Since the coefficient of #x^2# is 1, we can take the coefficient of #x#, the 20, divide it by 2 to get 10, and then square that number to get 100. Now add zero by adding and subtracting 100 to get:

#x^2+20x=(x^2+20x+100)-100#

But the expression #x^2+20x+100# is a perfect square:

#x^2+20x+100=(x+10)^2#.

Hence,

#x^2+20x=(x^2+20x+100)-100=(x+10)^2-100#

One purpose of this procedure is to help you graph the function #f(x)=x^2+20x#. Since #f(x)=(x+10)^2-100# as well, you can see that the minimum value of #f(x)# is #-100# when #x=-10# (note that the coefficient of #(x+10)^2# is 1, which is positive, so the vertex is a minimum rather than a maximum).
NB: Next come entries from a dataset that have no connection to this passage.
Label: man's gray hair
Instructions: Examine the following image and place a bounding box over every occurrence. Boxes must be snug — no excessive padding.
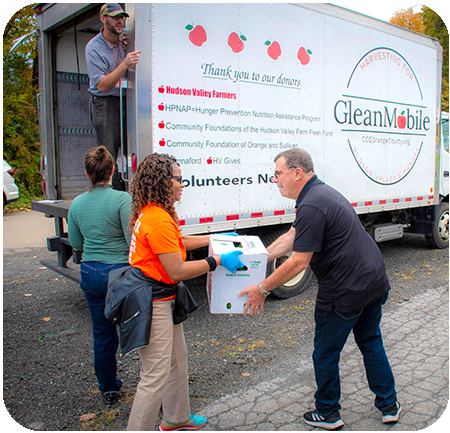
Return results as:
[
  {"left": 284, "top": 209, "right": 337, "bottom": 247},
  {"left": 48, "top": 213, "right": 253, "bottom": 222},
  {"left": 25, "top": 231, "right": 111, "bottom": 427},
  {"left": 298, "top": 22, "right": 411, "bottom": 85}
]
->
[{"left": 274, "top": 149, "right": 314, "bottom": 174}]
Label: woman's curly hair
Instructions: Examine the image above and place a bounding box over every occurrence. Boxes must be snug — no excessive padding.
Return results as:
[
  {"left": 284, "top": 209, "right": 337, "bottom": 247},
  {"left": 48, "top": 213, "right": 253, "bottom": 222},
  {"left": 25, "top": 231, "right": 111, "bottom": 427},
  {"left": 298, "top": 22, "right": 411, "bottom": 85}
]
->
[{"left": 129, "top": 153, "right": 180, "bottom": 229}]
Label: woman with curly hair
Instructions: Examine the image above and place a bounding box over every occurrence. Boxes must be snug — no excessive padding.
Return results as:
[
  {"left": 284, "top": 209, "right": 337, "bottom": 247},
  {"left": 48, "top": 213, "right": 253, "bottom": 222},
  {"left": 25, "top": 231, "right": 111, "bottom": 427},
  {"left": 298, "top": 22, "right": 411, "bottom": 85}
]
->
[{"left": 126, "top": 153, "right": 244, "bottom": 431}]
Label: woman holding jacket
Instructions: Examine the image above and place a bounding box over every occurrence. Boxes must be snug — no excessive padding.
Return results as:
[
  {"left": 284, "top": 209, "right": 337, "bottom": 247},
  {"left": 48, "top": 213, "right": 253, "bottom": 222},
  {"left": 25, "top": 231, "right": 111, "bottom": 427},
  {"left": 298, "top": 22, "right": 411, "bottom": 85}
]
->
[{"left": 126, "top": 153, "right": 243, "bottom": 431}]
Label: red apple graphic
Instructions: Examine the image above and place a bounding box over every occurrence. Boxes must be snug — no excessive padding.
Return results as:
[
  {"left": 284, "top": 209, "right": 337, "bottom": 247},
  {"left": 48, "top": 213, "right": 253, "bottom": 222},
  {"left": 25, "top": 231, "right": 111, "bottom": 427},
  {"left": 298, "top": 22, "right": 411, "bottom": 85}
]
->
[
  {"left": 266, "top": 40, "right": 281, "bottom": 60},
  {"left": 158, "top": 103, "right": 164, "bottom": 111},
  {"left": 186, "top": 24, "right": 207, "bottom": 47},
  {"left": 158, "top": 86, "right": 165, "bottom": 94},
  {"left": 158, "top": 121, "right": 165, "bottom": 129},
  {"left": 398, "top": 111, "right": 406, "bottom": 129},
  {"left": 298, "top": 47, "right": 312, "bottom": 65},
  {"left": 159, "top": 139, "right": 166, "bottom": 147},
  {"left": 228, "top": 32, "right": 246, "bottom": 53},
  {"left": 207, "top": 157, "right": 213, "bottom": 165}
]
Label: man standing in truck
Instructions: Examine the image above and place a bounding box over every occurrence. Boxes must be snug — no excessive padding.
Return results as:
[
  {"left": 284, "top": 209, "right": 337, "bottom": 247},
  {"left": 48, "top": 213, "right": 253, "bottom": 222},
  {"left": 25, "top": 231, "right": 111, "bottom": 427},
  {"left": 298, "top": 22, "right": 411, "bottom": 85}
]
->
[
  {"left": 238, "top": 148, "right": 401, "bottom": 430},
  {"left": 85, "top": 3, "right": 141, "bottom": 190}
]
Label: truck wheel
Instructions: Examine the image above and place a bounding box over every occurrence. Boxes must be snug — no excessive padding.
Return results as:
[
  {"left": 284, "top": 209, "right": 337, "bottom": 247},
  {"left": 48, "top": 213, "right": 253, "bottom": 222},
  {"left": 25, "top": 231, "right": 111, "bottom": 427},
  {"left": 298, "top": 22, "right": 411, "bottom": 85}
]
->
[
  {"left": 426, "top": 201, "right": 449, "bottom": 249},
  {"left": 262, "top": 227, "right": 313, "bottom": 299}
]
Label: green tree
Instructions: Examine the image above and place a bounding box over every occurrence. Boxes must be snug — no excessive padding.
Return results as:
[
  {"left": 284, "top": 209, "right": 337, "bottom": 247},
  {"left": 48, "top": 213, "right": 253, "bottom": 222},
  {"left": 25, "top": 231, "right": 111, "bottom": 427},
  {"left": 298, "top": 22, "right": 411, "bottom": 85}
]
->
[
  {"left": 422, "top": 6, "right": 449, "bottom": 112},
  {"left": 3, "top": 5, "right": 41, "bottom": 197}
]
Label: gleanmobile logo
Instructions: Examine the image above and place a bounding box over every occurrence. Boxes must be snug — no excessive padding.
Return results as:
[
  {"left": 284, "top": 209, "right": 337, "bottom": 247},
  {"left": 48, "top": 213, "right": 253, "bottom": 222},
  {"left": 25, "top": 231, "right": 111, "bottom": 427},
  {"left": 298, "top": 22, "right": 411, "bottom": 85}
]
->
[
  {"left": 335, "top": 48, "right": 430, "bottom": 185},
  {"left": 334, "top": 102, "right": 430, "bottom": 132}
]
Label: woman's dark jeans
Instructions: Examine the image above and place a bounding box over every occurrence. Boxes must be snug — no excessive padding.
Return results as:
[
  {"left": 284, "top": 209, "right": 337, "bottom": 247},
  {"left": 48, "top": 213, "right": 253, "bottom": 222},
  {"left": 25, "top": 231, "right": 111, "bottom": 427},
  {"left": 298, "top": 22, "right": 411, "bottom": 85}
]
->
[
  {"left": 313, "top": 292, "right": 396, "bottom": 414},
  {"left": 80, "top": 262, "right": 127, "bottom": 393}
]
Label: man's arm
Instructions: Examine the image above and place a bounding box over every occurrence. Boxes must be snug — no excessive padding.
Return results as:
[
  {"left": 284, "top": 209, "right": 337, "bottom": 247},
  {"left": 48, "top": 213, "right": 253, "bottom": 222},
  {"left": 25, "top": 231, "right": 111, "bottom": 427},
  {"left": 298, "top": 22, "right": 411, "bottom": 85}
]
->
[
  {"left": 238, "top": 251, "right": 313, "bottom": 316},
  {"left": 96, "top": 50, "right": 142, "bottom": 92},
  {"left": 266, "top": 226, "right": 296, "bottom": 261}
]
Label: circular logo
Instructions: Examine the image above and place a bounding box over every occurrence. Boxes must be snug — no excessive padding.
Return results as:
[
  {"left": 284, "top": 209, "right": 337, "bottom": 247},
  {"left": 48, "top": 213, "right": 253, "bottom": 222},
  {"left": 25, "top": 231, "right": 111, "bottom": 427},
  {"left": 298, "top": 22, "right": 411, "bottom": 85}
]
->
[{"left": 334, "top": 48, "right": 431, "bottom": 185}]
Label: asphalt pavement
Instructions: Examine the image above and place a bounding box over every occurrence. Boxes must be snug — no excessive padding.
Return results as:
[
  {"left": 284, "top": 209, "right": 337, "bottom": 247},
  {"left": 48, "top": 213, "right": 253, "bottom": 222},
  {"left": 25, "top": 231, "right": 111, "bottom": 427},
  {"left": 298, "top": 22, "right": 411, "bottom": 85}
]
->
[
  {"left": 2, "top": 209, "right": 56, "bottom": 251},
  {"left": 196, "top": 285, "right": 449, "bottom": 431},
  {"left": 2, "top": 210, "right": 449, "bottom": 431}
]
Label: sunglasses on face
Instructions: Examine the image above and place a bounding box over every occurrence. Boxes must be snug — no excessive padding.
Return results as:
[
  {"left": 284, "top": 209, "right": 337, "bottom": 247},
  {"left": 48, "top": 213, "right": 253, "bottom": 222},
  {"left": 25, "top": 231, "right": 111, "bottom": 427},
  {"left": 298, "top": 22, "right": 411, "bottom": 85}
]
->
[{"left": 169, "top": 175, "right": 183, "bottom": 184}]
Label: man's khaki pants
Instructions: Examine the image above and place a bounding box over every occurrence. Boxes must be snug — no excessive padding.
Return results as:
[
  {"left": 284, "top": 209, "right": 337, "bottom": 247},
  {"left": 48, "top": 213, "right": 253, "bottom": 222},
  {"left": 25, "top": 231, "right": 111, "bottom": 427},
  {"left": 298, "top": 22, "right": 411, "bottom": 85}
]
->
[{"left": 127, "top": 300, "right": 190, "bottom": 431}]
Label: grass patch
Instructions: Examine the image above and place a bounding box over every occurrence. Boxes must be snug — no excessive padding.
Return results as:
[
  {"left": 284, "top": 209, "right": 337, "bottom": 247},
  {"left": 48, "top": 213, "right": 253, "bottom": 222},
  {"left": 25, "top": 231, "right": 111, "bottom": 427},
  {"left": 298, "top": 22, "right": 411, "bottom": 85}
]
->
[{"left": 4, "top": 194, "right": 43, "bottom": 212}]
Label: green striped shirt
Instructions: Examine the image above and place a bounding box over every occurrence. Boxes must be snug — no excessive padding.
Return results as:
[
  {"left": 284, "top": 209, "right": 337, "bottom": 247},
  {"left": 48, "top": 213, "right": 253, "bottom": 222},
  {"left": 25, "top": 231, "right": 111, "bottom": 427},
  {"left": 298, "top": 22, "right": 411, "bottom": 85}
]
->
[{"left": 68, "top": 185, "right": 132, "bottom": 264}]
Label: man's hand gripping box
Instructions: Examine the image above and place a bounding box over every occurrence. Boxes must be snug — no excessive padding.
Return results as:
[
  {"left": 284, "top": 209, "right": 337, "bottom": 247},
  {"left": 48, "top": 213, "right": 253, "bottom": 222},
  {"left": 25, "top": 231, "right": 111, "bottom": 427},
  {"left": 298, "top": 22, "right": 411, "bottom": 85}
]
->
[{"left": 207, "top": 235, "right": 268, "bottom": 314}]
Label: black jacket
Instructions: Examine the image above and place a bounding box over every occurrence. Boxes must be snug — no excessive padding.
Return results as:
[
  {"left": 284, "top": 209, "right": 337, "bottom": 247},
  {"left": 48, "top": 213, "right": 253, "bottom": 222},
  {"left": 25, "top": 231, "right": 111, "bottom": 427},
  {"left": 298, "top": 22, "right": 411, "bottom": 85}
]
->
[{"left": 105, "top": 265, "right": 198, "bottom": 355}]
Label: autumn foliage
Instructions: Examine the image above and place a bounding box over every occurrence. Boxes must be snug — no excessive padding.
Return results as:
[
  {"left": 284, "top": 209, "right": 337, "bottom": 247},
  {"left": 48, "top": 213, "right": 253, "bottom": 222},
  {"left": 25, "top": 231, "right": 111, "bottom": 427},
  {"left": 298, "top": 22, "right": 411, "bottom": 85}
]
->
[{"left": 390, "top": 7, "right": 448, "bottom": 112}]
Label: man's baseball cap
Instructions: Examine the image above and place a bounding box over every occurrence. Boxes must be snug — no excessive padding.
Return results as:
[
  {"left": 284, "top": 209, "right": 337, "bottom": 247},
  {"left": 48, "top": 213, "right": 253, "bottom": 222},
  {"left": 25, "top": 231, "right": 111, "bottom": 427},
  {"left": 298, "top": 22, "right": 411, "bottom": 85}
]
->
[{"left": 100, "top": 3, "right": 129, "bottom": 18}]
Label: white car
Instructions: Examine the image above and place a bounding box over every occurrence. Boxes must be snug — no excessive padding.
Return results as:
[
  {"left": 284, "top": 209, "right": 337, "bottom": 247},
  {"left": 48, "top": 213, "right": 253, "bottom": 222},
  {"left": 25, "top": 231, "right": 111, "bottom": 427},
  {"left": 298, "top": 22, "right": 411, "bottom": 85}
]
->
[{"left": 3, "top": 160, "right": 19, "bottom": 207}]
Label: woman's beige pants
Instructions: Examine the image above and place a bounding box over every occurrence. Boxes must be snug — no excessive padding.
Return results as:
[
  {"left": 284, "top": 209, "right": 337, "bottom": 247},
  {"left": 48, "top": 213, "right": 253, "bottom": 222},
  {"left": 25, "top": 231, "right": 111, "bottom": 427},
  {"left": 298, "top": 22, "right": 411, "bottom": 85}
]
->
[{"left": 127, "top": 300, "right": 191, "bottom": 431}]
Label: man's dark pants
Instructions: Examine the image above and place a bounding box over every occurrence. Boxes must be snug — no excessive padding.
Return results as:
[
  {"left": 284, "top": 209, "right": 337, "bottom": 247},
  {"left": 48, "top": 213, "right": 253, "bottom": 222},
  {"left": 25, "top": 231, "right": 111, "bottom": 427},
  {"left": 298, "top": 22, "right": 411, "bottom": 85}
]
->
[
  {"left": 90, "top": 95, "right": 127, "bottom": 191},
  {"left": 312, "top": 292, "right": 397, "bottom": 414}
]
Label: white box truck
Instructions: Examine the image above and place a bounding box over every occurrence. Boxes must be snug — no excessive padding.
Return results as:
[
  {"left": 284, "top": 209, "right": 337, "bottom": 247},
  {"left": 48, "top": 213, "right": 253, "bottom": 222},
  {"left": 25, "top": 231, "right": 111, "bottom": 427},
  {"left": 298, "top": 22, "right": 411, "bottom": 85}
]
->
[{"left": 32, "top": 3, "right": 448, "bottom": 298}]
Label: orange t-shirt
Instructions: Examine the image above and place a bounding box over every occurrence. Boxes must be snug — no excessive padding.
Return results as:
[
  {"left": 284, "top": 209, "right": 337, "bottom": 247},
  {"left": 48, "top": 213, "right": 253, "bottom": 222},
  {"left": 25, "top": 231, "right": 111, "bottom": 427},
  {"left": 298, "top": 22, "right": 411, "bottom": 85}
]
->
[{"left": 129, "top": 204, "right": 186, "bottom": 288}]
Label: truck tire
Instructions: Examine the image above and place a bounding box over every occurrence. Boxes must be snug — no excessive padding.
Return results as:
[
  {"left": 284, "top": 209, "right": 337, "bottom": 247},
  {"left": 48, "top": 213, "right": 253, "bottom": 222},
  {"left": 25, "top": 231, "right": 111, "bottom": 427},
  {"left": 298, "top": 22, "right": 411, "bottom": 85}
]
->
[
  {"left": 426, "top": 201, "right": 449, "bottom": 249},
  {"left": 262, "top": 227, "right": 313, "bottom": 299}
]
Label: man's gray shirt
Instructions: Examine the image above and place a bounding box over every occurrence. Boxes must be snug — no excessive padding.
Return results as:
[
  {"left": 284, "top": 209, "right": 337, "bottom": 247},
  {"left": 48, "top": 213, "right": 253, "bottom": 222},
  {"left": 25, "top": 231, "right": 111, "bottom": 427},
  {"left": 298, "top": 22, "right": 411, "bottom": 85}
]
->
[{"left": 85, "top": 30, "right": 126, "bottom": 97}]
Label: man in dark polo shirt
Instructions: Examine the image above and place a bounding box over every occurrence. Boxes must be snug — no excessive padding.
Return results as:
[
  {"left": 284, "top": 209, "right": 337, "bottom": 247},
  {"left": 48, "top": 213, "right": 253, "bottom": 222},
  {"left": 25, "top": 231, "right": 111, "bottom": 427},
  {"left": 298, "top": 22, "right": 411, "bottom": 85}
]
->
[{"left": 239, "top": 148, "right": 401, "bottom": 430}]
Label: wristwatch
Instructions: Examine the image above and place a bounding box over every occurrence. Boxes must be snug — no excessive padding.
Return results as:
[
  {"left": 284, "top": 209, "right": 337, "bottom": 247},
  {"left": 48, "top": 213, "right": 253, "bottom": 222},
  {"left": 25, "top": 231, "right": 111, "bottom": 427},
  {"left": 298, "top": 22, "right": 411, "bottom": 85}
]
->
[{"left": 258, "top": 283, "right": 270, "bottom": 297}]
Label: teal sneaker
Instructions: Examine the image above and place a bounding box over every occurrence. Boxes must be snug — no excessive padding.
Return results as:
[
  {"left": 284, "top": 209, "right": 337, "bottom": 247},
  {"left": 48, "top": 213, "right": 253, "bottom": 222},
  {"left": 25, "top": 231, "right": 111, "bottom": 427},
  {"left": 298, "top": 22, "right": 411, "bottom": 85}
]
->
[{"left": 159, "top": 414, "right": 207, "bottom": 431}]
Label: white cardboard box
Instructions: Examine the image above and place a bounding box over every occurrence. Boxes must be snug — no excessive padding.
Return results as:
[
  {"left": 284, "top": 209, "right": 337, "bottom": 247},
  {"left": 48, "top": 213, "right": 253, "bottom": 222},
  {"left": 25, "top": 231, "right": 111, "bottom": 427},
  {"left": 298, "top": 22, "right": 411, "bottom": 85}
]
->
[{"left": 207, "top": 235, "right": 268, "bottom": 314}]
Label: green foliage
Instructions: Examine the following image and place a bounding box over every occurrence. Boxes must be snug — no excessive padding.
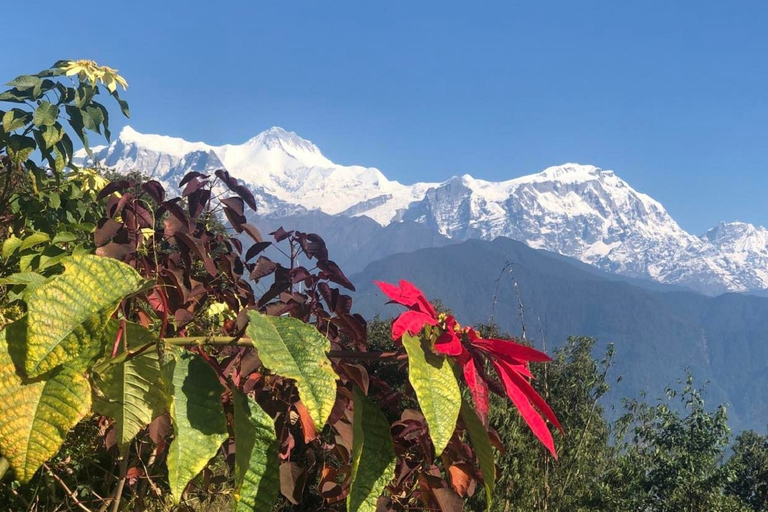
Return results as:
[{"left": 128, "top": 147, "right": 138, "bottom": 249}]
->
[
  {"left": 460, "top": 399, "right": 495, "bottom": 509},
  {"left": 601, "top": 373, "right": 748, "bottom": 512},
  {"left": 348, "top": 386, "right": 396, "bottom": 512},
  {"left": 246, "top": 310, "right": 337, "bottom": 431},
  {"left": 402, "top": 332, "right": 461, "bottom": 456},
  {"left": 25, "top": 254, "right": 145, "bottom": 376},
  {"left": 233, "top": 390, "right": 280, "bottom": 511},
  {"left": 164, "top": 349, "right": 229, "bottom": 503},
  {"left": 471, "top": 335, "right": 614, "bottom": 512},
  {"left": 92, "top": 323, "right": 165, "bottom": 455},
  {"left": 0, "top": 321, "right": 92, "bottom": 483},
  {"left": 726, "top": 430, "right": 768, "bottom": 511}
]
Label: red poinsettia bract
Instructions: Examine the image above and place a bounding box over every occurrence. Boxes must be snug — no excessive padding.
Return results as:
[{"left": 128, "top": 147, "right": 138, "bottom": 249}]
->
[{"left": 375, "top": 279, "right": 563, "bottom": 457}]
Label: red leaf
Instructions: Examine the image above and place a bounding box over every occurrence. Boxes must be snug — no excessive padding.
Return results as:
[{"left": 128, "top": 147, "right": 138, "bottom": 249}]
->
[
  {"left": 391, "top": 310, "right": 438, "bottom": 340},
  {"left": 471, "top": 336, "right": 551, "bottom": 363},
  {"left": 280, "top": 462, "right": 307, "bottom": 505},
  {"left": 294, "top": 401, "right": 317, "bottom": 444},
  {"left": 447, "top": 464, "right": 473, "bottom": 497},
  {"left": 462, "top": 359, "right": 489, "bottom": 426},
  {"left": 374, "top": 280, "right": 435, "bottom": 316},
  {"left": 399, "top": 279, "right": 437, "bottom": 317},
  {"left": 495, "top": 358, "right": 563, "bottom": 434},
  {"left": 434, "top": 331, "right": 464, "bottom": 356},
  {"left": 492, "top": 359, "right": 557, "bottom": 458}
]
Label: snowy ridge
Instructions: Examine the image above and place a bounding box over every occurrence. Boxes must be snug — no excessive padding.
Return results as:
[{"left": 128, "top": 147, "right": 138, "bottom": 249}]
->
[{"left": 77, "top": 126, "right": 768, "bottom": 295}]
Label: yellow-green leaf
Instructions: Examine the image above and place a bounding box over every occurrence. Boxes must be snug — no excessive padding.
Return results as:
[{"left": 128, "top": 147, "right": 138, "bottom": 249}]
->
[
  {"left": 25, "top": 254, "right": 146, "bottom": 376},
  {"left": 402, "top": 332, "right": 461, "bottom": 456},
  {"left": 32, "top": 101, "right": 58, "bottom": 127},
  {"left": 19, "top": 231, "right": 50, "bottom": 251},
  {"left": 164, "top": 350, "right": 227, "bottom": 503},
  {"left": 0, "top": 320, "right": 91, "bottom": 482},
  {"left": 1, "top": 235, "right": 22, "bottom": 260},
  {"left": 461, "top": 399, "right": 495, "bottom": 510},
  {"left": 233, "top": 390, "right": 279, "bottom": 511},
  {"left": 246, "top": 311, "right": 336, "bottom": 430},
  {"left": 92, "top": 323, "right": 165, "bottom": 456},
  {"left": 348, "top": 386, "right": 396, "bottom": 512}
]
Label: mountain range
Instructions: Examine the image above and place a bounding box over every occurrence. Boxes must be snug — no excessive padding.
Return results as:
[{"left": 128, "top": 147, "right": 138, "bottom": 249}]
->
[{"left": 76, "top": 126, "right": 768, "bottom": 295}]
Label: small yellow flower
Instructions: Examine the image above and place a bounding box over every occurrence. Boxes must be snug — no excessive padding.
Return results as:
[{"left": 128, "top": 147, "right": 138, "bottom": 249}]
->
[{"left": 59, "top": 60, "right": 128, "bottom": 92}]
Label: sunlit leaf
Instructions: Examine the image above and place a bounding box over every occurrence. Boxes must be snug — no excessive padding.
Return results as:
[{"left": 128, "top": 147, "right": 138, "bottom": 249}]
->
[
  {"left": 402, "top": 332, "right": 461, "bottom": 456},
  {"left": 0, "top": 320, "right": 91, "bottom": 482},
  {"left": 246, "top": 311, "right": 337, "bottom": 430},
  {"left": 233, "top": 390, "right": 279, "bottom": 511},
  {"left": 164, "top": 349, "right": 228, "bottom": 502},
  {"left": 348, "top": 387, "right": 396, "bottom": 512},
  {"left": 25, "top": 254, "right": 146, "bottom": 376}
]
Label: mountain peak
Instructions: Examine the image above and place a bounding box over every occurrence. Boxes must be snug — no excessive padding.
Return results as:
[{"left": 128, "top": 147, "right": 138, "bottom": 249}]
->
[
  {"left": 246, "top": 126, "right": 323, "bottom": 157},
  {"left": 115, "top": 125, "right": 212, "bottom": 157},
  {"left": 527, "top": 163, "right": 612, "bottom": 184}
]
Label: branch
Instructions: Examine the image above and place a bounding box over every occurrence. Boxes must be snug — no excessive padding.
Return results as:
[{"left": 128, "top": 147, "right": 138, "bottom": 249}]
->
[{"left": 43, "top": 463, "right": 93, "bottom": 512}]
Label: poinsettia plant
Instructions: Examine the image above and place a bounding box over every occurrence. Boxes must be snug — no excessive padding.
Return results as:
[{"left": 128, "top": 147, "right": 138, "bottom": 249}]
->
[{"left": 376, "top": 279, "right": 562, "bottom": 457}]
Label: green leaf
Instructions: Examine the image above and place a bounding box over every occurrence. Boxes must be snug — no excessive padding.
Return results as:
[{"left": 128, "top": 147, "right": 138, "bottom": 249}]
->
[
  {"left": 41, "top": 123, "right": 64, "bottom": 149},
  {"left": 348, "top": 387, "right": 396, "bottom": 512},
  {"left": 461, "top": 399, "right": 495, "bottom": 510},
  {"left": 246, "top": 311, "right": 337, "bottom": 430},
  {"left": 24, "top": 254, "right": 146, "bottom": 376},
  {"left": 32, "top": 101, "right": 58, "bottom": 127},
  {"left": 401, "top": 333, "right": 461, "bottom": 456},
  {"left": 0, "top": 320, "right": 92, "bottom": 482},
  {"left": 0, "top": 272, "right": 47, "bottom": 288},
  {"left": 2, "top": 235, "right": 22, "bottom": 259},
  {"left": 86, "top": 105, "right": 103, "bottom": 134},
  {"left": 3, "top": 109, "right": 31, "bottom": 133},
  {"left": 0, "top": 88, "right": 31, "bottom": 103},
  {"left": 5, "top": 75, "right": 42, "bottom": 91},
  {"left": 51, "top": 232, "right": 77, "bottom": 245},
  {"left": 164, "top": 350, "right": 228, "bottom": 503},
  {"left": 7, "top": 134, "right": 36, "bottom": 164},
  {"left": 19, "top": 232, "right": 51, "bottom": 251},
  {"left": 233, "top": 390, "right": 279, "bottom": 511},
  {"left": 92, "top": 323, "right": 165, "bottom": 456},
  {"left": 47, "top": 192, "right": 61, "bottom": 210},
  {"left": 111, "top": 91, "right": 130, "bottom": 117}
]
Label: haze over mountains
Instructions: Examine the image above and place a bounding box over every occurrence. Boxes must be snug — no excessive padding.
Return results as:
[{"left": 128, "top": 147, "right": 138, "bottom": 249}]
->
[{"left": 78, "top": 126, "right": 768, "bottom": 295}]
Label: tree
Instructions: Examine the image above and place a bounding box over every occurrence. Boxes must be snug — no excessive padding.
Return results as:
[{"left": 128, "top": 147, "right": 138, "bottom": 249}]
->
[
  {"left": 727, "top": 430, "right": 768, "bottom": 511},
  {"left": 468, "top": 335, "right": 615, "bottom": 512},
  {"left": 600, "top": 373, "right": 748, "bottom": 512}
]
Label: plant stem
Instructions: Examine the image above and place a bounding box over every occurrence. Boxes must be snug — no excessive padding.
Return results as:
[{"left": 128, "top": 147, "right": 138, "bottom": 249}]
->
[
  {"left": 161, "top": 337, "right": 402, "bottom": 360},
  {"left": 109, "top": 457, "right": 129, "bottom": 512}
]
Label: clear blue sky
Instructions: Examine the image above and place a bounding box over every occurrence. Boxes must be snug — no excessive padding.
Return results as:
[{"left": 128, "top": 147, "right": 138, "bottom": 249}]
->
[{"left": 5, "top": 1, "right": 768, "bottom": 234}]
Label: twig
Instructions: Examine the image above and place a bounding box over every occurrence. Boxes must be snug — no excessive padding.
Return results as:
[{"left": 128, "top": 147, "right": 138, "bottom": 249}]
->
[
  {"left": 488, "top": 261, "right": 511, "bottom": 326},
  {"left": 43, "top": 463, "right": 93, "bottom": 512}
]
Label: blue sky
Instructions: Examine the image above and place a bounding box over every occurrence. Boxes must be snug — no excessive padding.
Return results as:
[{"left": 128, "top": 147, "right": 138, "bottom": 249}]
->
[{"left": 5, "top": 1, "right": 768, "bottom": 234}]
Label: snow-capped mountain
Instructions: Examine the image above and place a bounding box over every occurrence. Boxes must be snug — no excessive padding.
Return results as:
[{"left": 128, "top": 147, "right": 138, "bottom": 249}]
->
[
  {"left": 77, "top": 126, "right": 768, "bottom": 295},
  {"left": 82, "top": 126, "right": 434, "bottom": 224}
]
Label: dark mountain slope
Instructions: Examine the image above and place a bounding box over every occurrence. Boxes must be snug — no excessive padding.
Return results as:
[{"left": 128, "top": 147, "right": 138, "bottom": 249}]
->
[{"left": 349, "top": 237, "right": 768, "bottom": 432}]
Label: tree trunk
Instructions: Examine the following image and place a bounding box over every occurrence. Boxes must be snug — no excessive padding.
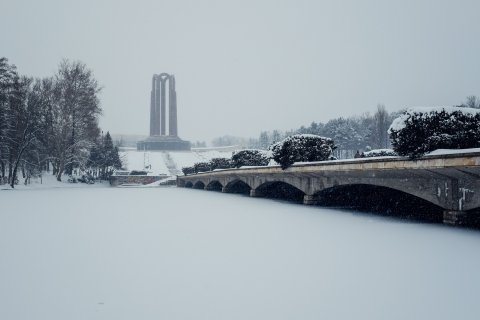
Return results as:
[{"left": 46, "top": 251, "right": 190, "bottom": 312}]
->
[
  {"left": 9, "top": 168, "right": 17, "bottom": 188},
  {"left": 10, "top": 157, "right": 21, "bottom": 189},
  {"left": 56, "top": 157, "right": 64, "bottom": 182},
  {"left": 8, "top": 152, "right": 13, "bottom": 185}
]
The vertex of the parabola that is the graph of #f# is at #(x,y)=(-10,-100)#. The graph opens upward, and you can find other things to help you graph it, such as #x# and #y#-intercepts (the #y#-intercept is #f(0)=0# and the #x#-intercepts are #x=0# and #x=-20# since #f(x)=x^2+20x=x(x+20)#.

Can you use the method above to complete the square in the following general case? #f(x)=x^2+bx+c#? Give it a try and see if you can figure out where the vertex of the graph of #f# is after doing so (its coordinates depend on #b# and #c#).